The party that cried wolf

People did not believe the boy who cried wolf simply because he had lied to them once too often. Perhaps Dr Simon Busuttil should consider explaining to the electorate why his own party should be treated any differently.

Cartoon by Mark Scicluna
Cartoon by Mark Scicluna

At yesterday's mass meeting in Naxxar, PN deputy leader Simon Busuttil admitted that the Nationalist Party had made mistakes and that it had allowed itself to become disconnected from the people.

Significantly, he added: "Although we will not be able to make amends by 9 March, but after the election we will make sure to remain close to the people and listen to what the people have to say."

At face value, it makes a refreshing change to hear such a candid 'mea culpa' from the spokesperson of a party that has spent so much of this campaign insisting it has always been right about everything - to the absurd extent that the PN secretary general even argued that his party's female candidates had more 'substance' to them than their Labour equivalents. (One almost expected him to burst into a rendition of 'Anything you can do, I can do better', from the musical Annie Get Your Gun.)

Likewise, the Prime Minister has also invested much of his energy in a rather boastful approach to electioneering: constantly arguing that he has always been 'on the right side of history'... despite the fact that the same PN found itself historically outmanoeuvred on the divorce issue less than two years ago.

From this perspective it is reassuring to discover that there are still some exponents of the PN who understand that the people are disillusioned of a party that has always promises so much immediately before an election, but rarely delivers on its promises.

Yet at the same time there is so much wrong with Busuttil's statement that it is difficult to even know where to begin analysing the implications.

Let us start with the idea that the PN no longer has enough time to do all the things it wants to do before March 9. To hear this complaint from the deputy leader of a political party that has spent almost a quarter of a century in government almost beggars belief.

If the PN no longer has time to get closer to the people, it is precisely because it spent years on end without ever pausing to consider just how disconnected from the same people it had become.

Even worse, Busuttil's admission is not exactly the first time the PN has made much a similar promise. Even before the last election, Prime Minister Gonzi had given an almost identical reassurance that his party would pay more heed to popular concerns after the election.

That election came and went, and his party won... and it might not be an exaggeration to say that the belated 'mea culpa' on that occasion also helped to secure the result.

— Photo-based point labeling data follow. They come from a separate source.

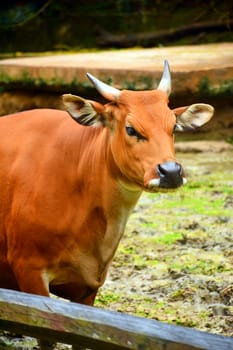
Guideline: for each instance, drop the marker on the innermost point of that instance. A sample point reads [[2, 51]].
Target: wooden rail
[[94, 328]]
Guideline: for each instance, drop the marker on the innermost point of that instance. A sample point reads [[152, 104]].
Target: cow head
[[141, 128]]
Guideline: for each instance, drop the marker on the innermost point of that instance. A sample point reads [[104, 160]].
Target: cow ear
[[192, 117], [83, 111]]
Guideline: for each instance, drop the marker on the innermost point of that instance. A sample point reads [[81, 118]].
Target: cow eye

In other words, people believed Gonzi when he promised to be 'closer to the people' before the last election... and now, five years later, we have his own deputy admitting that Gonzi reneged on this promise (while, incredibly, making the same promise again).

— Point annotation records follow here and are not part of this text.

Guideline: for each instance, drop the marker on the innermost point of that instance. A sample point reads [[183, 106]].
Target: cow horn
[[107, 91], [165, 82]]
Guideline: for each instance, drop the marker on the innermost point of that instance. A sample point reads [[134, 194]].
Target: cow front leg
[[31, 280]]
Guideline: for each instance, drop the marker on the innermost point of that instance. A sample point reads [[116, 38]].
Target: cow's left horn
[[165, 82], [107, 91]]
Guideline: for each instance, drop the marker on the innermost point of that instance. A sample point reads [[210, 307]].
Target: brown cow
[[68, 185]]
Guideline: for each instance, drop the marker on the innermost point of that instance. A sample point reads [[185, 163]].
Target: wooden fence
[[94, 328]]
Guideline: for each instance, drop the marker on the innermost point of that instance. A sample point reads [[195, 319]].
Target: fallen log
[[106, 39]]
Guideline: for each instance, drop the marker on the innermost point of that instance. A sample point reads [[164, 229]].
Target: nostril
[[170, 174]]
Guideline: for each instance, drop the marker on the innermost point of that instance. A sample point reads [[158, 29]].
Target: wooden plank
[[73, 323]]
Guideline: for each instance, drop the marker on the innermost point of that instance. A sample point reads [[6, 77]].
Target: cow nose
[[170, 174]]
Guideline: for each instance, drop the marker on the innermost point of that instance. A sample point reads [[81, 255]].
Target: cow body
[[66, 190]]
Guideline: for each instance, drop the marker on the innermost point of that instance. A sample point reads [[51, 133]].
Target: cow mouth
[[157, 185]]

This would be bad enough if that was all there was to say about the matter. But there is more. The PN may have emerged victorious from the 2008 elections, but it was a costly victory. For the first time since Independence, no party gained an absolutely majority. Gonzi became the Prime Minister of a minority government, after an election in which more people voted against the PN's than in favour.

And yet, in spite of the warning shot fired across the Pin's bows by the electorate, Gonzi spent the next five years similarly ignoring popular concerns - lost in private obsessions such as hiring the world's most expensive architect to build a lavish and unnecessary Parliament building, at a time when people were being told to make sacrifices (and that's just one of a number of equally symptomatic decisions).

And that's not all: the same PN (under Eddie Fenech Adami) had made the exact same promise before the 1998 election, too (i.e., the last election the PN contested as an opposition party). Indeed it formed the bulk of the PN's entire campaign at the time, culminating in a billboard showing all the party's candidate's as a single group looking upwards towards the electorate: in a graphic admission that the same party had too often looked down on the same electorate in the past.

This in turn means that the Nationalist Party has developed something of a habit of making precisely this kind of assurance before every single election... only to belatedly remember its own commitment to the electorate only a few weeks before election day, at a time when polls suggest it is heading for defeat.

These are not exactly the conditions that inspire thorough confidence that the Nationalist Party really will deliver on its umpteenth promise of "listening to the people".

One is in fact forcefully reminded of Aesop's fable about the boy who cried wolf - so many times, in fact, that when a wolf really did materialise threaten the boy's flock, nobody came to his rescue when he shouted.

People did not believe the boy who cried wolf simply because he had lied to them once too often. Perhaps Dr Simon Busuttil should consider explaining to the electorate why his own party should be treated any differently.